ECLI:NL:CBB:2006:AY9793
College van Beroep voor het bedrijfsleven
- Eerste aanleg - enkelvoudig
- F. Stuurop
- Rechtspraak.nl
Toekenning van EG-steunverlening voor akkerbouwgewassen en de interpretatie van satellietbeelden
In deze zaak heeft appellant, een akkerbouwer, beroep ingesteld tegen een besluit van de Minister van Landbouw, Natuur en Voedselkwaliteit, dat zijn aanvraag voor akkerbouwsteun voor het jaar 2004 had afgewezen. De afwijzing was gebaseerd op de bevindingen van GeoRas, dat de opgegeven percelen niet voldeden aan de voorwaarden voor subsidiëring, omdat deze in de referentiejaren als grasland waren gebruikt. Appellant had zijn aanvraag ingediend op 23 februari 2006, en de Minister had op 17 januari 2006 een besluit genomen waarin de bezwaren van appellant tegen een eerder besluit van 11 januari 2005 werden afgewezen.
De procedure omvatte een hoorzitting op 8 augustus 2006, waar appellant en zijn gemachtigde aanwezig waren, evenals de gemachtigde van de Minister. De kern van het geschil draaide om de vraag of de percelen, die appellant had opgegeven voor steun, daadwerkelijk als akkerland konden worden aangemerkt, gezien de eerdere gebruiksstatus als grasland. Appellant voerde aan dat hij in goed vertrouwen had gehandeld en dat de Minister ten onrechte geen satellietbeelden uit de referentiejaren had betrokken bij de beoordeling.
Het College van Beroep voor het bedrijfsleven oordeelde dat het aan appellant was om aan te tonen dat de percelen in de referentiejaren niet als grasland waren gebruikt. De rechtbank concludeerde dat de Minister op goede gronden had besloten om de aanvraag af te wijzen, omdat appellant niet had kunnen bewijzen dat de percelen aan de subsidievoorwaarden voldeden.
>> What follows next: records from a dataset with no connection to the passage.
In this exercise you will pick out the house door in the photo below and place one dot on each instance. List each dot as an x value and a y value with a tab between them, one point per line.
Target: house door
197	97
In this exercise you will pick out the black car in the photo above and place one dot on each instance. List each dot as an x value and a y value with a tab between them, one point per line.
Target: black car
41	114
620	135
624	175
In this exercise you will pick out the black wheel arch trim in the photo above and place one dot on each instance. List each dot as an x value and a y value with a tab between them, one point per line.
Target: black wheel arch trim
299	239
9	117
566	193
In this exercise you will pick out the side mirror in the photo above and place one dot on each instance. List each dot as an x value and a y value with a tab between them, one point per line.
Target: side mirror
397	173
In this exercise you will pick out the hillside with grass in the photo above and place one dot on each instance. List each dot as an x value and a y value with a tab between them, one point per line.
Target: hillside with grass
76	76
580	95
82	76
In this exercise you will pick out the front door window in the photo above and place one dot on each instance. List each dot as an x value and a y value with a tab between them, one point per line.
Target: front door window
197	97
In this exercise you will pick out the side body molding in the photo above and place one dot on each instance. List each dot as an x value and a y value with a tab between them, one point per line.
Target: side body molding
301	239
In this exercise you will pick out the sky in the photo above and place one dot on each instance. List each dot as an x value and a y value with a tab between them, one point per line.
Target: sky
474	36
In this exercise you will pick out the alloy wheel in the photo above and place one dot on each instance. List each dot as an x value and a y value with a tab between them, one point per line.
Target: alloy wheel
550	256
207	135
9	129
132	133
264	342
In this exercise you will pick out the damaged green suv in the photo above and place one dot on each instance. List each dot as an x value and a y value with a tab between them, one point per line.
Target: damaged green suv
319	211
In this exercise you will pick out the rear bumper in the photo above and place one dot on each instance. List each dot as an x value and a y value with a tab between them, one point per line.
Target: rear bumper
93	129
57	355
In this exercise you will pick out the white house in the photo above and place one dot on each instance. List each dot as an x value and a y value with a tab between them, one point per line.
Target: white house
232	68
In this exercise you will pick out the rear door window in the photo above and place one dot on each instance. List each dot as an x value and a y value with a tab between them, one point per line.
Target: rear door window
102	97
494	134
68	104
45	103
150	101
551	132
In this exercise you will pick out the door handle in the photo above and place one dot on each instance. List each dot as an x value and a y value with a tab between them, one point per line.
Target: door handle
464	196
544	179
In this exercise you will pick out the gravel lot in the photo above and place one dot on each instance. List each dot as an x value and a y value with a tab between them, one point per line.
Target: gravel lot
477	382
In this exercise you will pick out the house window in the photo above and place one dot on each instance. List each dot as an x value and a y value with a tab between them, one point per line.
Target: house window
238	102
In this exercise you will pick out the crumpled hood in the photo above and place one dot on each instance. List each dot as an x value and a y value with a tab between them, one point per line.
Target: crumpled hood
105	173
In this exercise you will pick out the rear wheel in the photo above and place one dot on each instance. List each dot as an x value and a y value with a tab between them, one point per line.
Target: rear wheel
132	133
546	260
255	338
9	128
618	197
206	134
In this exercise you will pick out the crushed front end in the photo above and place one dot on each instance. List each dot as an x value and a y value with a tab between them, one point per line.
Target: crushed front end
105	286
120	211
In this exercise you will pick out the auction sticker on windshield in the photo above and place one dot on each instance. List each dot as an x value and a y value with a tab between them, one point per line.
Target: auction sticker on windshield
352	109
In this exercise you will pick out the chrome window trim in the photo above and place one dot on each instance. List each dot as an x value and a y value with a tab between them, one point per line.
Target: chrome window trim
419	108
Het beroep van appellant werd ongegrond verklaard, en de rechtbank benadrukte dat de interpretatie van satellietbeelden een deskundige beoordeling vereist, waarbij GeoRas als gecertificeerd bedrijf werd erkend.
De uitspraak bevestigde dat de verantwoordelijkheid voor het verstrekken van juiste informatie bij de aanvrager ligt, en dat de Minister niet verplicht was om goedkeuring te geven voor percelen die niet aan de voorwaarden voldeden. De beslissing van de Minister werd in stand gehouden, en er werd geen veroordeling in proceskosten opgelegd.